Configuring Network Load Balancing

You define how the cluster load-balances client requests (and its other behaviors) by using the following Network Load Balancing parameters:

  • Cluster parameters (primary IP address, subnet mask, full Internet name, multicast support, remote control password, and confirm password), which specify the behavior of the cluster.

  • Host parameters (host priority, initial value, dedicated IP address, and subnet mask parameters), which define how each host functions within the cluster and in load-balancing.
    Host parameters are unrelated to the scenario for which you configure the Network Load Balancing cluster.

  • Port rules (port range, protocols, filtering mode, affinity, load percentage, equal load distribution, and handling priority parameters), which define how the hosts distribute the incoming requests on a port or range of ports.
    Port rules define distribution of client requests for each scenario and must match on every cluster host.
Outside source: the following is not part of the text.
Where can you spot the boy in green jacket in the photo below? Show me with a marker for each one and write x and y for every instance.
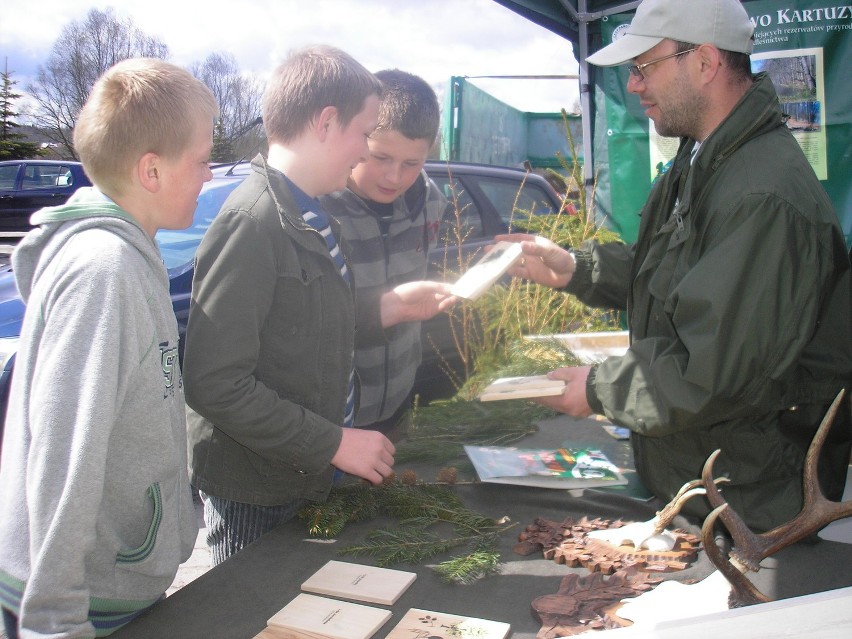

If a server attempts to join the cluster with a port rule that is inconsistent with the rest of the cluster or is incorrectly specified, the server is not accepted into the cluster, and the current load distribution is unchanged. The cluster does not complete convergence while there is a host with a port-rule mismatch.
    For information about ports and a useful list of port assignments, see the appendix "TCP and UDP Port Assignments" in the Microsoft ® Windows ®  2000 Server Resource Kit TCP/IP Core Networking Guide .

For information about the basic concepts of Network Load Balancing parameters and about configuring cluster parameters, host parameters, and port rules, see Windows 2000 Network Load Balancing Help.

For information about scenario-driven guidelines to setting values, see "Implementing Network Load Balancing" earlier in this chapter.

Client requests that you do not want to load-balance are a special case. For information about how to prevent load-balancing of a class of client requests, see "Default Handling of Client Requests" later in this chapter.